30-03-2022, 09:25
Khajuraho to niewielka miejscowość położona w indyjskim stanie Madhya Pradesh, słynąca ze wspaniałego, średniowiecznego kompleksu świątyń, którego największą ozdobę stanowią niezwykle liczne rzeźby, pokrywające niekiedy całe ściany budowli.
Swoją sławę Khajuraho zawdzięcza przede wszystkim rzeźbom erotycznym, stanowiącym 10 proc. wszystkich posągów kompleksu.
Kompleks Khajuraho
Przybytki w kompleksie Khajuraho poświęcone są wielu różnym bóstwom, m.in. Śiwie, Wisznu oraz Kali.
Warto wspomnieć, iż łączą one w sobie elementy dwóch religii, hinduizmu oraz dźinizmu.
Ta niezwykła cecha świadczyć może o tolerancji i szacunku, którym wyznawcy darzyli siebie nawzajem.

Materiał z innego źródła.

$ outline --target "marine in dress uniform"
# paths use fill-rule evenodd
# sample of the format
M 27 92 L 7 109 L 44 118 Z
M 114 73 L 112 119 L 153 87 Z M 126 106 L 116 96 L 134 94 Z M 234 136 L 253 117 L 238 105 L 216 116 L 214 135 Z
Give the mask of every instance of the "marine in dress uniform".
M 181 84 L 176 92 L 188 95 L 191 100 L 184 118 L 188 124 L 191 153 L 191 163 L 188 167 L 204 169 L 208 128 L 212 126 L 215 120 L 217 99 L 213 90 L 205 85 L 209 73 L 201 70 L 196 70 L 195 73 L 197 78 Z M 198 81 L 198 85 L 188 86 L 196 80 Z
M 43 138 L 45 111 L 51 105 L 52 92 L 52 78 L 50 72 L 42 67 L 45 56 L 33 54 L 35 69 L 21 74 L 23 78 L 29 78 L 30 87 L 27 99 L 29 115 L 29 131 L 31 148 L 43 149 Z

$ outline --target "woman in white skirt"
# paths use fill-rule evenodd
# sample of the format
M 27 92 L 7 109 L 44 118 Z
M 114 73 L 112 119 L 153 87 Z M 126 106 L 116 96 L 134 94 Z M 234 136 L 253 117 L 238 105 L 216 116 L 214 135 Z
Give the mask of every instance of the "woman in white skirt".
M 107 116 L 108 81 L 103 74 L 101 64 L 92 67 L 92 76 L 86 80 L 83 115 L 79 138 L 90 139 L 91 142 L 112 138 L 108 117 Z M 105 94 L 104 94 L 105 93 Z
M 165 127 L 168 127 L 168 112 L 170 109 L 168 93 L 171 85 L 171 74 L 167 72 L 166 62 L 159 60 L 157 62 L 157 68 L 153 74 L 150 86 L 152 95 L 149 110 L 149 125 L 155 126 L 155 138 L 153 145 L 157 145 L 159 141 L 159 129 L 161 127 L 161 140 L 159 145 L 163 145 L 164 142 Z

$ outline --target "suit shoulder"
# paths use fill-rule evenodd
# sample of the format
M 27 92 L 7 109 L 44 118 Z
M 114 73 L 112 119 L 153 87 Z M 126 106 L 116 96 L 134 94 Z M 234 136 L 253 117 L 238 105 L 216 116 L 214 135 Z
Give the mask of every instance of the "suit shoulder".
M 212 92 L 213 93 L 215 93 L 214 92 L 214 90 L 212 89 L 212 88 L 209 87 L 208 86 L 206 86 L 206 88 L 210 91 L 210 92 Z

Obecnie na terenie Khajuraho znajduje się 25 zabytków.
Do najsłynniejszych należą Lakszmana, Wiśwanatha oraz okazała Kandarija Mahadewa, zawierająca aż 870 rzeźb.
Większość świątyń wchodzących w skład kompleksu wybudowano w latach 950 – 1050, gdy miasto leżało na terenie państwa dynastii Ćandelów.
Kompleks położony był około 2 km od Mahoby, ówczesnej stolicy.
Kolejni władcy wznosili na wybranym przez poprzedników terenie coraz to nowsze budowle.
Sytuacja uległa zmianie po opanowaniu kraju przez Sułtanat Delhi w XIII wieku.
Muzułmanie nie tolerowali innych religii, niejednokrotnie burząc lub profanując miejsca kultu.
W trosce o świątynie oraz własne życie, mieszkańcy opuścili Khajuraho.
Około 50 przybytków uległo zniszczeniu.
Przez kolejne stulecia wokół podupadających budowli wzrastała gęsta dżungla, a miasto zostało nieomal zapomniane.
Jedynie nieliczni jogini przebywali w dawnych miejscach kultu.
Świątynie Khajuraho ponownie otwarły swe drzwi dla setek odwiedzających dopiero w latach 30. XIX wieku, gdy zwiedził i rozpropagował je brytyjski oficer T.S. Burt.
W 1986 roku kompleks wpisany został na listę światowego dziedzictwa UNESCO.
Świątynie codzienności
Chociaż świątynie same w sobie stanowią niezwykłe dzieła architektoniczne, nie bez powodu rozpoznawalność zawdzięczają ogromnej ilości pięknych, misternie wykonanych posągów, zdobiących zewnętrzne i wewnętrzne ściany wielu budowli.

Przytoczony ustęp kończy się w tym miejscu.